Friday, June 13, 2014

The oddness of Craven Arms

Craven Arms is an odd little 19th-century town in Shropshire. It came into being because of a railway junction, was named after a hotel and grew into a major centre for livestock auctions.

The livestock has gone and the railway station is not what it was. Today you will find a straggle of light industry and haulage depots, some modern building in the railway yard and opposite the Craven Arms hotel, and a little Victorian town centre just off the main road.

Most of the shops are in that town centre, along one side of Corvedale Road - the other side does not look as though it was developed until some time into the 20th century.

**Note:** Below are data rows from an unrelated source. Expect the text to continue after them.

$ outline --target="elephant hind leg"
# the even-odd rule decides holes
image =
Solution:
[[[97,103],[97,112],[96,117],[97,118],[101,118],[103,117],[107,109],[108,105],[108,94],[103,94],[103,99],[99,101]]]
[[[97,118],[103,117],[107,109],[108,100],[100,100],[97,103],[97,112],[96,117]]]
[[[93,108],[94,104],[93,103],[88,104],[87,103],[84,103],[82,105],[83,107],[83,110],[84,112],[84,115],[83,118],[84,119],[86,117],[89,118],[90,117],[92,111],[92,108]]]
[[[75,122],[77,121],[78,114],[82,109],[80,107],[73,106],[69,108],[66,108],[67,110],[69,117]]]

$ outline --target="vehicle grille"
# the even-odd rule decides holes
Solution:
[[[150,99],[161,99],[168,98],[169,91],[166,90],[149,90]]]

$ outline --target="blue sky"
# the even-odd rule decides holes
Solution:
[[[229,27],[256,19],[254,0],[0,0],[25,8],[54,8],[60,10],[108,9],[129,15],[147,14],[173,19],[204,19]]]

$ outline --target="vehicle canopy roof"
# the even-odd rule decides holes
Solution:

I have read that Market Street, which comes off it, was meant to be the main shopping street but somehow never took off. Certainly, there are plenty of houses along it that look as though they were built as shops or used to be shops.

It struck me when I was there that last week that one reason for the town's oddness is that it has no parish church. That is to be found nearly a mile away at Stokesay.

There are two tourist attractions in the town. The Secret Hills Discovery Centre is one of the Millennial Blairite projects that has struggled to generate enough income to stay open - it now closes on Mondays.

More flourishing is The Land of Lost Content, which claims to house the world's largest archive of 20th-century popular culture.

1 comment:

Anonymous said...

At a glance Craven Arms appears to be an odd place where the A49 traffic can bottle neck, but look deeper and you will find a thriving town that grew as a result of the amalgamation of several hamlets and a fascinating Victorian, Edwardian and modern Elizabethan history owing to the Rowlands and Greenes of Grove who owned much of Craven Arms and Wistanstow and employed a large number of locals, bringing royalty from home and abroad to this beautiful part of the countryside.
More recently the arrival of Tuffins supermarket destroyed the bulk of the independent commerce but you will still find all practical requirements, bar clothing and banking, in the town.
You will find a thriving proper hardware shop, rare breeds butcher, green grocers, artisan bakery, book shops, chemists, newsagents, post office, supermarket, farmers market, local market, take aways, hotels, laundrette, barbers and hairdressers, tattoo parlour, charity shop, cafe, museum, discovery centre, vets, discount store, estate agents, masses of holiday lets and b&b's....and on it goes. Gone are the days that originally put craven arms on the map, but it is now a great starting point for some great days out and a down to earth place to have as your local town.